1°) d'annuler la décision implicite par laquelle le directeur de la maison d'arrêt d'Osny a refusé de lui communiquer la copie de la décision ayant ordonné son placement à l'isolement à l'issue de l'audience contradictoire du 27 septembre 2019 au sein du centre pénitentiaire de Meaux ;

2°) d'enjoindre au directeur de la maison d'arrêt d'Osny de lui communiquer cette décision dans un délai de 15 jours à compter de la notification du jugement à intervenir, sous astreinte de 100 euros par jours de retard ;

3°) de mettre à la charge de l'État le versement à son conseil de la somme de 1 500 euros au titre des dispositions combinées des articles L. 761-1 du code de justice administrative et 37 de la loi du 10 juillet 1991.

Par un mémoire, enregistré le 16 février 2022, le ministre de la justice conclut au rejet de la requête en faisant valoir que le document demandé a été notifié le 25 septembre 2019 au requérant, qui a refusé de le signer et qu'une copie du document lui a été communiquée le 16 février 2022.

Par un mémoire, enregistré le 18 mars 2022, M. B conclut au non-lieu à statuer sur les conclusions à fin d'annulation et d'injonction sous astreinte de sa requête mais maintient les conclusions présentées sur le fondement des dispositions combinées des articles L. 761-1 du code de justice administrative et 37 de la loi du 10 juillet 1991.

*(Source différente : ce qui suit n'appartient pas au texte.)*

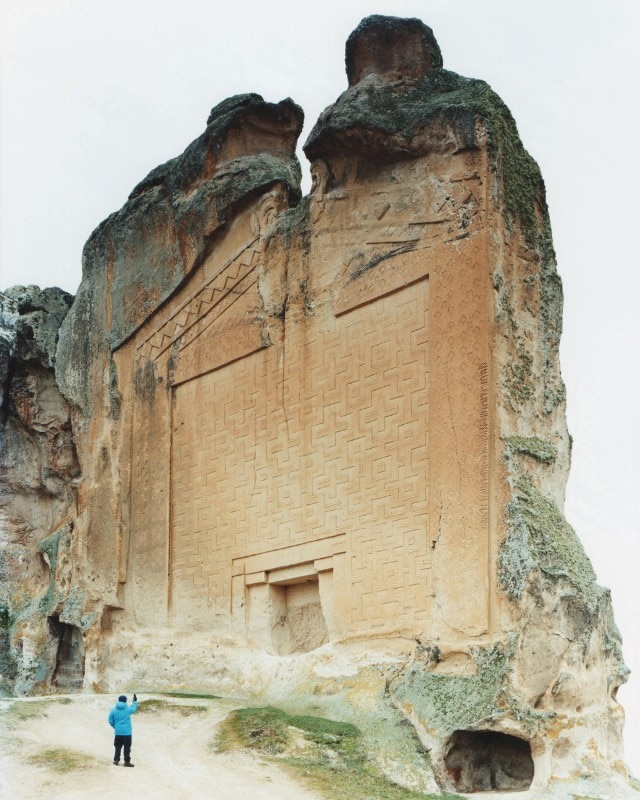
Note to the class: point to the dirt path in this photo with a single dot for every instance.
(172, 754)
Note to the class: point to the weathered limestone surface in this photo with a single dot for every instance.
(321, 443)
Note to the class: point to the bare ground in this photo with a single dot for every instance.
(173, 755)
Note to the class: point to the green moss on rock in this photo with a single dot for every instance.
(539, 537)
(449, 702)
(533, 446)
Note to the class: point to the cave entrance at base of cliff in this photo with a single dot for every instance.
(69, 669)
(298, 624)
(485, 761)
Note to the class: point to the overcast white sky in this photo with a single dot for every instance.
(94, 93)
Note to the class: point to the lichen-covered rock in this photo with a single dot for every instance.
(321, 443)
(38, 473)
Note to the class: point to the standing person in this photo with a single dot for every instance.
(120, 721)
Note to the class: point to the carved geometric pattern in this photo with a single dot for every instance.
(217, 295)
(323, 436)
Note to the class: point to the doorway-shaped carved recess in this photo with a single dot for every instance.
(68, 672)
(289, 609)
(298, 624)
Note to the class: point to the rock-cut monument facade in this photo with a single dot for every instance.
(315, 447)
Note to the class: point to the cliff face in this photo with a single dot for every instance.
(321, 443)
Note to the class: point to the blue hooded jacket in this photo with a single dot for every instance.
(120, 717)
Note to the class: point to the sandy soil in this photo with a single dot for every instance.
(172, 756)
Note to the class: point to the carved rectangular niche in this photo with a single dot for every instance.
(292, 445)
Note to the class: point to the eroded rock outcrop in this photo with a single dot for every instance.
(322, 442)
(38, 472)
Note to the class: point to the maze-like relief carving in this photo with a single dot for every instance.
(325, 435)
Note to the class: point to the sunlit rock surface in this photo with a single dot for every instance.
(314, 450)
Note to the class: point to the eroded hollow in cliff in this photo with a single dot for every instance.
(484, 761)
(68, 672)
(299, 621)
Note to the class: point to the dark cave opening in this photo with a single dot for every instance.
(69, 669)
(484, 761)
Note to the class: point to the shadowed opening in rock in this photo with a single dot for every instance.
(484, 761)
(69, 669)
(299, 624)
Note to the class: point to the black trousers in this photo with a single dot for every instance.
(119, 742)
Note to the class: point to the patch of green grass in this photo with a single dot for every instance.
(334, 763)
(154, 706)
(62, 759)
(21, 710)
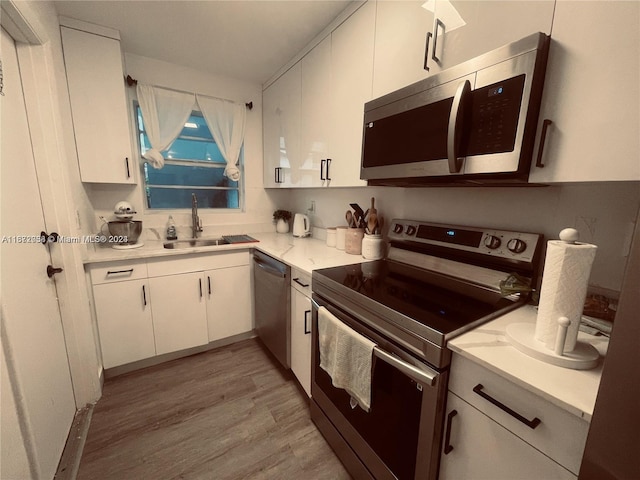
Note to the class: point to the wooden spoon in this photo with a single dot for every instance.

M. B a été admis au bénéfice de l'aide juridictionnelle totale par une décision du 16 septembre 2020.

Vu les pièces du dossier.

Vu

- la loi n° 91-647 du 10 juillet 1991 relative à l'aide juridique ;

- le code de justice administrative.

Considérant ce qui suit :

1. Aux termes de l'article R. 222-1 du code de justice administrative : " () les présidents de formation de jugement des tribunaux () peuvent, par ordonnance : 3° Constater qu'il n'y a pas lieu de statuer sur une requête () 5° Statuer sur les requêtes qui ne présentent plus à juger de questions autres que la condamnation prévue à l'article L. 761-1 ou la charge des dépens ".

Sur les conclusions à fin d'annulation :

2. Il résulte de l'instruction que la direction interrégionale des services pénitentiaires de Paris a, par un courrier du 16 février 2022, postérieur à l'introduction de la présente requête, fait droit à la demande de communication de documents présentée par le conseil de M. B le 11 octobre 2019 et transmis à l'intéressé la décision du 25 septembre 2019 ayant ordonné son placement à l'isolement à l'issue de l'audience contradictoire du 27 septembre 2019 au sein du centre pénitentiaire de Meaux. Par suite, les conclusions à fin d'annulation et d'injonction sous astreinte de la requête sont devenues sans objet et il n'y a plus lieu d'y statuer.

Sur les frais liés à l'instance :

3. Dans les circonstances de l'espèce, il n'y a pas lieu de faire droit aux conclusions de M. B présentées au titre des articles L. 761-1 du code de justice administrative et 37 de la loi du 10 juillet 1991.

O R D O N N E :

Article 1er : Il n'y a plus lieu de statuer sur les conclusions à fin d'annulation et d'injonction sous astreinte de la requête de M. B.

Article 2 : Le surplus des conclusions de la requête est rejeté.

Article 3 : La présente ordonnance sera notifiée à M. A B, à Me Montrichard et Me Ciaudo et au garde des sceaux, ministre de la justice.

Copie en sera adressée à la commission d'accès aux documents administratifs.

Fait à Cergy, le 28 juin 2022.

La présidente de la 6ème chambre,

signé

V. Poupineau

La République mande et ordonne au garde des sceaux, ministre de la justice, en ce qui le concerne et à tous huissiers de justice à ce requis en ce qui concerne les voies de droit commun contre les parties privées, de pourvoir à l'exécution de la présente décision.